New immigration policy has familiar old ring
SAN DIEGO » The U.S. immigration debate is a house of lies. And some policy changes can be terribly deceptive.
Last week, the Biden administration unveiled a modified immigration enforcement plan. Frontline Immigration and Customs Enforcement agents who hunt for undocumented immigrants in the interior — and by extension, also Border Patrol agents who patrol a frontera have been told to stand down by their boss, Department of Homeland Security Secretary Alejandro Mayorkas.
More precisely, U.S. immigration agents have been encouraged to not aggressively pursue, detain and arrest those undocumented immigrants who do not pose a danger. Instead — in Mayorkas’ words — agents “focus on individuals who pose a threat to national security, public safety and border security.”
Agents are also supposed to take note of how long someone has lived in the United States and concentrate on removing those who entered in the last year.
To some Americans, this policy will seem like a commonsense allocation of resources. To others, it will come across as anarchy and open borders.
It’s tough to argue that the borders are open when the
Biden deportation-industrial complex just removed more than 7,000 Haitians in less than three weeks. The border doesn’t get any more closed than that.
The resources argument is stronger. America can’t deport her way out of the immigration predicament. It’s our nation’s prerogative to remove individuals who are in the country illegally. But, as a practical matter, not everyone can be apprehended, processed and removed. Besides, many of those who are removed are likely to return, especially if their families remain on this side of the border.

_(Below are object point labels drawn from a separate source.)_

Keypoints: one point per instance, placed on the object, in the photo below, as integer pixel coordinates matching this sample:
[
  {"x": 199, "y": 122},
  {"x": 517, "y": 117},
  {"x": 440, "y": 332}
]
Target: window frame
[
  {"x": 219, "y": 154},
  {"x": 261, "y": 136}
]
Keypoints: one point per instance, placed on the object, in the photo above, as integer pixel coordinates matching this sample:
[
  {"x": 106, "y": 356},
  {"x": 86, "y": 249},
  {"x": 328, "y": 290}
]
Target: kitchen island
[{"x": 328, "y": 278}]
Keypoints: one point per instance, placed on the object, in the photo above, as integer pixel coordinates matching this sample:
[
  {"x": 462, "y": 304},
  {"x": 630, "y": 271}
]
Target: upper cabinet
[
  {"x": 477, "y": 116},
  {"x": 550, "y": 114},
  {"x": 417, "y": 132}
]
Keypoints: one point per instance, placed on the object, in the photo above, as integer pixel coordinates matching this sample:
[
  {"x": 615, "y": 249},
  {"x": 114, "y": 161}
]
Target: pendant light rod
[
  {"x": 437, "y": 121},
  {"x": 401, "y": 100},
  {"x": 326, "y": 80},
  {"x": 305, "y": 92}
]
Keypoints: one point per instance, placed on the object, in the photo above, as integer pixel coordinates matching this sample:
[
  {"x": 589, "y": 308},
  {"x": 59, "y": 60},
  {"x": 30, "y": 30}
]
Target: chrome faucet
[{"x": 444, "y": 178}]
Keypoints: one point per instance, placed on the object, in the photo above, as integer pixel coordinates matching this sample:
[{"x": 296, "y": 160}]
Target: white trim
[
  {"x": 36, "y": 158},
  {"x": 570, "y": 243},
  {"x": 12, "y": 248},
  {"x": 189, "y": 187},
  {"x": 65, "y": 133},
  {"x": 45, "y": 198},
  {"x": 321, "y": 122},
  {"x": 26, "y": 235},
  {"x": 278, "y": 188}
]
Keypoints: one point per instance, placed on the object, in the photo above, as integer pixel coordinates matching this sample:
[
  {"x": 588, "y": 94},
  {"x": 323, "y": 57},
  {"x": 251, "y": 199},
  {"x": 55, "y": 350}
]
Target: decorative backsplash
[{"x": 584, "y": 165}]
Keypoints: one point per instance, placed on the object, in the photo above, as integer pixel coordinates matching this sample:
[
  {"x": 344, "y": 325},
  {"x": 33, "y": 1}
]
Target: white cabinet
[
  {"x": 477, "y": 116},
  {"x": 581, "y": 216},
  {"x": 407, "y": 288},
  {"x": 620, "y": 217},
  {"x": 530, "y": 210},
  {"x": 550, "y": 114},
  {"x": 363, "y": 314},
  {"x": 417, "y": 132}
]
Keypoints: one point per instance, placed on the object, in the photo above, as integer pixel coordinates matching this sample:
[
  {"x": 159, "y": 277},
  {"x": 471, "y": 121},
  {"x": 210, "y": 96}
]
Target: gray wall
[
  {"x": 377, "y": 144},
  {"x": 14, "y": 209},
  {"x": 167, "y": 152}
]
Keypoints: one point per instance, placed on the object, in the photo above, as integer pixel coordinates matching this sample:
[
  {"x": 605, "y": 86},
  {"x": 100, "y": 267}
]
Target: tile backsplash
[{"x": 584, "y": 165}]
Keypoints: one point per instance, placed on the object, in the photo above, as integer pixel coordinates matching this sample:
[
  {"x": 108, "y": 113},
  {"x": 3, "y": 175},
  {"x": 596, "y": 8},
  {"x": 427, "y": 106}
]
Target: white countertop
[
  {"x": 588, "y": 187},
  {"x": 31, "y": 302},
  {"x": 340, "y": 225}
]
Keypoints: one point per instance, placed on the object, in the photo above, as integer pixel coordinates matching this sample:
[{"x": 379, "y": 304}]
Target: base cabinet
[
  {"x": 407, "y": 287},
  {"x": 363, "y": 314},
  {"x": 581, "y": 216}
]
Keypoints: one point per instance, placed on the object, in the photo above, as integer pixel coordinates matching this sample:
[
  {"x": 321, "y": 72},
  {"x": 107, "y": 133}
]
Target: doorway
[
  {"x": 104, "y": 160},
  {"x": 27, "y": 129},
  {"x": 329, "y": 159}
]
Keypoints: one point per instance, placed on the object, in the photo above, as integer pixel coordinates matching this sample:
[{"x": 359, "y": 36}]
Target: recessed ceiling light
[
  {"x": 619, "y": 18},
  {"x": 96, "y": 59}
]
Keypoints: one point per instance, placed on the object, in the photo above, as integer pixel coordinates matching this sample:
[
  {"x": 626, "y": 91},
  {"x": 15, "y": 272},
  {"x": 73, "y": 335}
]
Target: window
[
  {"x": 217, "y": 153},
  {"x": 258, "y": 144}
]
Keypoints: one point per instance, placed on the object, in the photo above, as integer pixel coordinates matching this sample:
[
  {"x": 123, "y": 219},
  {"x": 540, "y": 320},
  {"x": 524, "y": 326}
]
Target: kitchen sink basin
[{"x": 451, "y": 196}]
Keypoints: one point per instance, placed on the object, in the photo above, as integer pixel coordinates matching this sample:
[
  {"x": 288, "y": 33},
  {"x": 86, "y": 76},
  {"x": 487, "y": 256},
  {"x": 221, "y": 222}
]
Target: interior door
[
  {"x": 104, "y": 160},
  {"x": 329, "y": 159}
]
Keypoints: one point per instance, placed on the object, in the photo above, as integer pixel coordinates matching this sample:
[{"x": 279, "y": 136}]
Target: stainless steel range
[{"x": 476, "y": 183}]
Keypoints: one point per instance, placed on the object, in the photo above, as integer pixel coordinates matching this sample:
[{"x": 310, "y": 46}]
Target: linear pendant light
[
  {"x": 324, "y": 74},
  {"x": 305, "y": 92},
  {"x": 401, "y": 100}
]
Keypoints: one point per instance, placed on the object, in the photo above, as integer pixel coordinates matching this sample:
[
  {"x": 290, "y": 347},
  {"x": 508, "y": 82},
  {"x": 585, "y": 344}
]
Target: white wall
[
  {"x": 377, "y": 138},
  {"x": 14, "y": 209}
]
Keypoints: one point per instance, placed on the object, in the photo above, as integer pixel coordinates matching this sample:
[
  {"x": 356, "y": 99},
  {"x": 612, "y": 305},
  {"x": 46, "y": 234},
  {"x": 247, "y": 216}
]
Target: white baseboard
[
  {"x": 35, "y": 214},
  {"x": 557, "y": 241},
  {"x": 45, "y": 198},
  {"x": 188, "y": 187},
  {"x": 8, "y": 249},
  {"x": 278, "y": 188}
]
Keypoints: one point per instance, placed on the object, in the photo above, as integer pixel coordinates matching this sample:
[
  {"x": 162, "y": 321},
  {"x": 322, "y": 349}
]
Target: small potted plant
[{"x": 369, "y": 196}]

Yet I worry that the new policy is just a distraction away from the human rights catastrophe with the Haitians. In the end, not much will change.
Because rank-and-file border patrol agents won’t let it change. The underlings are union-protected civil servants who often aren’t keen on following orders, and who needn’t worry about being fired if they don’t.
Law enforcement officers enforce the law. That’s what they do, and it’s all they do. Having imagination is not a job requirement.
The first person to get me to see the limits of immigration enforcement was, ironically, someone tasked with enforcing immigration laws. Having spent time in the Peace Corps between college and law school, he had a great imagination.
John T. Morton was director of ICE during the first term of the Obama administration, from 2009 to 2013. At the beginning, Obama was racking up 1,000 deportations per day and telling detractors that he could not stop the removals because the president is “not a King.” When Morton attended strategy meetings on immigration at the White House, his voice was reportedly one of the loudest in favor of immigration reform.
Morton’s solution was to issue, in March 2011, a six-page internal memorandum — what became known by reporters and immigration observers as the “Morton memo” — to all ICE field office directors, frontline field agents, and the chief legal counsel.
In the document, Morton advised that the bureaucrats “may” exercise discretion and show leniency toward some illegal immigrants by weighing certain factors, including the length of time the person had lived in the United States and whether he or she had a criminal record.
Sound familiar? The Mayorkas memo is the Morton memo, Part II.
However well-intentioned, Morton’s policy directive was largely ignored by ICE personnel. It was a big waste of time. I’m afraid that — perhaps one day soon — we’ll conclude the same about its successor.